Opinion issued June 27, 2019

In The

Court of Appeals For The

First District of Texas ———————————— NO. 01-18-00298-CV ——————————— ERIC LYNN BAUMGART, Appellant V. PHILLIP DOUGLAS ARCHER, KPRC-TV CHANNEL 2, GRAHAM MEDIA GROUP, HOUSTON, INC., GRAHAM MEDIA GROUP, GRAHAM HOLDINGS COMPANY, Appellees

On Appeal from the 157th District Court Harris County, Texas Trial Court Case No. 2017-83349

OPINION

When Harris County Assistant Chief Deputy Constable Clint Greenwood was

gunned down in a courthouse parking lot, the murder made headlines. According to

appellant Eric Baumgart, a television broadcast and related web article published by appellees Phillip Douglas Archer; KPRC-TV Channel 2; Graham Media Group,

Houston, Inc.; Graham Media Group; and Graham Holdings Company (collectively,

“Graham Media”) falsely suggested to the public that he was “the assassin.”1

Baumgart sued Graham Media for defamation. Graham Media moved for and

obtained dismissal of Baumgart’s claims and an award of attorney’s fees under the

Texas Citizens Participation Act (TCPA or the “Act”). See TEX. CIV. PRAC. & REM.

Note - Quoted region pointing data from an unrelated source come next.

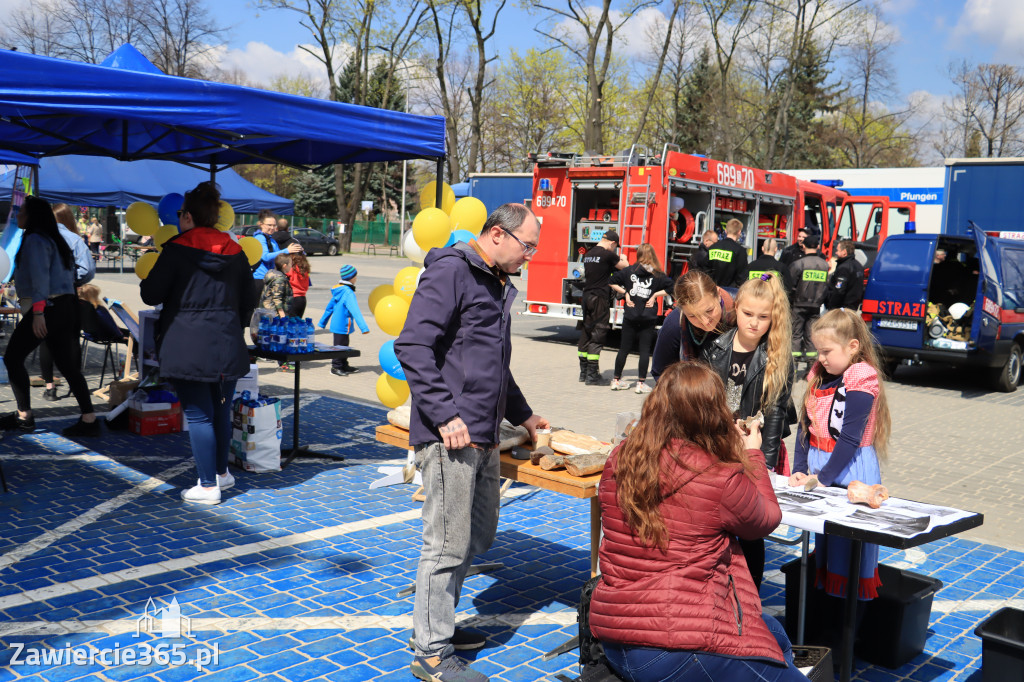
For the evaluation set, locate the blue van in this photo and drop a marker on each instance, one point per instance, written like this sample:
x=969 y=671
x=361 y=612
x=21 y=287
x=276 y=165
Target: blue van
x=966 y=309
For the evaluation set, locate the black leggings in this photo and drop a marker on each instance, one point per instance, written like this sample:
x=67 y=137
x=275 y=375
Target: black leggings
x=643 y=332
x=62 y=330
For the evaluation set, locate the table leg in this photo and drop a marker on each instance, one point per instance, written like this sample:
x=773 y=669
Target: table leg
x=850 y=611
x=297 y=450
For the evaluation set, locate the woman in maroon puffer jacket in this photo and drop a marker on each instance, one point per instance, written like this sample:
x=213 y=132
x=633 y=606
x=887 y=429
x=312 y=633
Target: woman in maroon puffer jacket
x=676 y=600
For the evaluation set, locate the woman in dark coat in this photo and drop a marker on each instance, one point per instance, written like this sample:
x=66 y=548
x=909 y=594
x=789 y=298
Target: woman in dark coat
x=202 y=279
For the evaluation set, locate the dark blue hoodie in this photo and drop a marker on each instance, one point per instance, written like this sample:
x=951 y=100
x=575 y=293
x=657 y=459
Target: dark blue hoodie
x=456 y=347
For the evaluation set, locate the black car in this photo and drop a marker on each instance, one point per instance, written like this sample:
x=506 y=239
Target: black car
x=311 y=241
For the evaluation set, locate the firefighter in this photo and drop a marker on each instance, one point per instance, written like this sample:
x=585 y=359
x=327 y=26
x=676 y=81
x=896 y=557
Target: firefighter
x=727 y=259
x=846 y=286
x=598 y=264
x=810 y=276
x=768 y=263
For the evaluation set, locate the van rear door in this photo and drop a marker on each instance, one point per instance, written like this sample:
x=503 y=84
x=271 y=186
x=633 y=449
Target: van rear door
x=896 y=297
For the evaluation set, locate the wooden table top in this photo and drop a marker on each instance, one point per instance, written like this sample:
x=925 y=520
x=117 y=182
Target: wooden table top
x=520 y=470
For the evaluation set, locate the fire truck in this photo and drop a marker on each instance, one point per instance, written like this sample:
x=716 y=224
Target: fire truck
x=578 y=198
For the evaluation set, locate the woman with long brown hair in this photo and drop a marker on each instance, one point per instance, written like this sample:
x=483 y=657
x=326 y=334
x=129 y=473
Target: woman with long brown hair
x=641 y=284
x=704 y=310
x=676 y=600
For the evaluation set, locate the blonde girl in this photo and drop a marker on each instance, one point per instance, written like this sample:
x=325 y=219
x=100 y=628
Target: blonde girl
x=702 y=311
x=844 y=428
x=641 y=284
x=755 y=363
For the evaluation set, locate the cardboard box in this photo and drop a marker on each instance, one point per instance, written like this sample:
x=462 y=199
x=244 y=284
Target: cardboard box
x=155 y=422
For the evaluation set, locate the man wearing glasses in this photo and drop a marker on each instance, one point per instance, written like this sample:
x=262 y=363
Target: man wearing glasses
x=455 y=348
x=267 y=226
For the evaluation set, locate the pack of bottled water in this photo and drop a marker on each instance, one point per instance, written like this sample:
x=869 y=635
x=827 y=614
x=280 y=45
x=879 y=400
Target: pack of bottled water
x=286 y=335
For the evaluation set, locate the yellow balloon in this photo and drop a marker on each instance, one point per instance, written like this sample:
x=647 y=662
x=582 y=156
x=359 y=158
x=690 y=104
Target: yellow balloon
x=431 y=228
x=142 y=218
x=404 y=282
x=378 y=293
x=428 y=197
x=391 y=391
x=252 y=248
x=165 y=232
x=226 y=218
x=145 y=263
x=390 y=314
x=470 y=214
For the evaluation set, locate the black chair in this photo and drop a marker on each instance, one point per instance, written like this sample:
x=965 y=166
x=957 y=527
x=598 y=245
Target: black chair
x=98 y=328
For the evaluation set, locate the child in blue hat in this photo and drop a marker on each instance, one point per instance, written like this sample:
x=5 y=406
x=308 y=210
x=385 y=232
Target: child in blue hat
x=343 y=311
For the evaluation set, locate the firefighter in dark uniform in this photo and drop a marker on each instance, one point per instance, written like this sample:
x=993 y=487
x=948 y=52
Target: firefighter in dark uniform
x=846 y=286
x=768 y=263
x=598 y=264
x=810 y=278
x=727 y=258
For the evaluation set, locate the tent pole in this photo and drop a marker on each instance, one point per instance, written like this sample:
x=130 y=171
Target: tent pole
x=439 y=184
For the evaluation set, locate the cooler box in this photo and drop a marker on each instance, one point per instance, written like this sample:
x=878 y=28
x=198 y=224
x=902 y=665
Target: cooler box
x=895 y=625
x=1001 y=645
x=155 y=418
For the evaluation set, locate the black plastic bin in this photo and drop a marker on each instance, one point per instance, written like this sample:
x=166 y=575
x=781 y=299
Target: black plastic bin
x=894 y=626
x=1001 y=645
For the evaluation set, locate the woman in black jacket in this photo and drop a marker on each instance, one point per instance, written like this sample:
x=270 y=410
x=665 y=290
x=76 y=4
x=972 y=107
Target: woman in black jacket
x=202 y=279
x=755 y=363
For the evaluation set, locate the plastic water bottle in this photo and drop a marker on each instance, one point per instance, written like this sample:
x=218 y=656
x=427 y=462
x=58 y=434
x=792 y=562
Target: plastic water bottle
x=310 y=336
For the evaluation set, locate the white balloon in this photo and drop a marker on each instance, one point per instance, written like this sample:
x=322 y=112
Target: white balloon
x=412 y=249
x=4 y=265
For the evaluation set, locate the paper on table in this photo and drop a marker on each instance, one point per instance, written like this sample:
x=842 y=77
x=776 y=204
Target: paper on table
x=904 y=518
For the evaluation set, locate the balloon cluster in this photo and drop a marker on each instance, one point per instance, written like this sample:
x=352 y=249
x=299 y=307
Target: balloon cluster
x=453 y=221
x=163 y=221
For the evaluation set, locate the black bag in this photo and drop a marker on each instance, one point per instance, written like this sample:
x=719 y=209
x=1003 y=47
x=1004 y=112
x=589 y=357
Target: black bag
x=593 y=664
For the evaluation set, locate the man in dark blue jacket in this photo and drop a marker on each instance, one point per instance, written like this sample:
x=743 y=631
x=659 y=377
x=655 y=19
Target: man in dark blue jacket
x=455 y=348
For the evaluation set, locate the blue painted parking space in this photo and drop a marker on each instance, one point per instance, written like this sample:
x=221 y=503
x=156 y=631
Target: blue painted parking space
x=295 y=576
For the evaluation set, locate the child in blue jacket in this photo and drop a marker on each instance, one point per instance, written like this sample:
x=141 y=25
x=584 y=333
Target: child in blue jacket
x=343 y=310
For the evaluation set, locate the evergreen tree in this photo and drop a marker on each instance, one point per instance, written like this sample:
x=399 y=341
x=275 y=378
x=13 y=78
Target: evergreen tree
x=694 y=118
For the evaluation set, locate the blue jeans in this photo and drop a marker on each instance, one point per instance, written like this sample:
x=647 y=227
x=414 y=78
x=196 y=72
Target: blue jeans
x=460 y=519
x=641 y=664
x=208 y=409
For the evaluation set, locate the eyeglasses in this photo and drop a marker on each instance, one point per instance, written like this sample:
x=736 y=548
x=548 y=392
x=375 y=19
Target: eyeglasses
x=527 y=250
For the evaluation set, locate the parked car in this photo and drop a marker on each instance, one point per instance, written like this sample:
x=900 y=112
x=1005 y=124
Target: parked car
x=966 y=309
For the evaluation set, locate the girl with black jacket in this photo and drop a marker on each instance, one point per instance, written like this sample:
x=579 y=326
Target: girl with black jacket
x=45 y=279
x=755 y=361
x=203 y=280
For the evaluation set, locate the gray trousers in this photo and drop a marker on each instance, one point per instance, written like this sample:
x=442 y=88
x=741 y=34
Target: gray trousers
x=460 y=519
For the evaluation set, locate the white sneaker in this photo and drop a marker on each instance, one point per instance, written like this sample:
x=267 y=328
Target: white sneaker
x=202 y=496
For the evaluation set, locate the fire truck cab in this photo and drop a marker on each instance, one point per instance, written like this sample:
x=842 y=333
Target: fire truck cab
x=578 y=198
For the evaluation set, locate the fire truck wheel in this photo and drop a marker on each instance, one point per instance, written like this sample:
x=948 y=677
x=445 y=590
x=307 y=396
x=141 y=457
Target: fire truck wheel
x=687 y=219
x=1010 y=375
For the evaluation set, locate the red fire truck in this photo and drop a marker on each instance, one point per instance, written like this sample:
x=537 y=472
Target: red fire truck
x=578 y=198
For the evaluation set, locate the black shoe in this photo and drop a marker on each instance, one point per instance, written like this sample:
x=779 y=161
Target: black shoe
x=82 y=429
x=463 y=640
x=11 y=422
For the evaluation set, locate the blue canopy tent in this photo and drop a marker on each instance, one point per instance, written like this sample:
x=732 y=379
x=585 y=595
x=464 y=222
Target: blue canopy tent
x=52 y=108
x=104 y=181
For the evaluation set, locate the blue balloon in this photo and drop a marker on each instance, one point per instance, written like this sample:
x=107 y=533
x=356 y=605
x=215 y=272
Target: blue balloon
x=168 y=208
x=460 y=236
x=389 y=361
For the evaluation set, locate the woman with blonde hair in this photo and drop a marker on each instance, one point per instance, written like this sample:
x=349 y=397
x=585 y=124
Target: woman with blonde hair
x=676 y=600
x=641 y=284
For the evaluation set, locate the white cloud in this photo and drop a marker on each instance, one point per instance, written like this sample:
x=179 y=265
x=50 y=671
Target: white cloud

CODE §§ 27.001–.011. Baumgart appeals on numerous grounds, contending that

(1) the TCPA does not protect Graham Media’s defamatory speech; (2) he made a

prima facie showing of defamation; (3) the trial court’s refusal to allow discovery

before dismissing his claims violated Texas’s due-process guarantee of open courts;

(4) a jury trial on the reasonableness of Graham Media’s attorney’s fees was

constitutionally required; and (5) the TCPA operates, on its face and as-applied, as

an unconstitutional restraint on a plaintiff’s speech. We affirm.

Background

Baumgart was a reserve officer with the Liberty County Constable’s Office

and an investigator with the Harris County Public Defender’s Office when he was

charged with crimes—acting as a private security guard without the appropriate

1 Law enforcement later determined that William Kenny, a man who is not alleged to have any connection to Baumgart, committed the murder.

2 license and tampering with a governmental record.2 Baumgart pleaded not guilty, a

jury convicted him on all charges, and all but one charge was affirmed on appellate

review. See Baumgart v. State, 512 S.W.3d 335, 349 (Tex. Crim. App. 2017)

(licensing violations); Baumgart v. State, No. 01-14-00320-CR, 2015 WL 5634246,

at *3–4 (Tex. App.—Houston [1st Dist.] July 27, 2016, pet. ref’d) (tampering with

governmental record). Baumgart began serving a 90-day sentence in January 2017.

Baumgart was still incarcerated at the time Assistant Chief Deputy Greenwood was

shot and killed outside a courthouse in Baytown, Texas.

Baumgart alleges that he served time in jail because of Greenwood’s vendetta

against him. According to Baumgart, the vendetta began when Baumgart helped

draft a federal civil rights complaint against Harris County. And the complaint

provoked Greenwood, who then served as an assistant district attorney in the police

integrity unit, not only to prosecute retaliatory criminal charges against Baumgart,

but also, to pressure the public defender to end his employment.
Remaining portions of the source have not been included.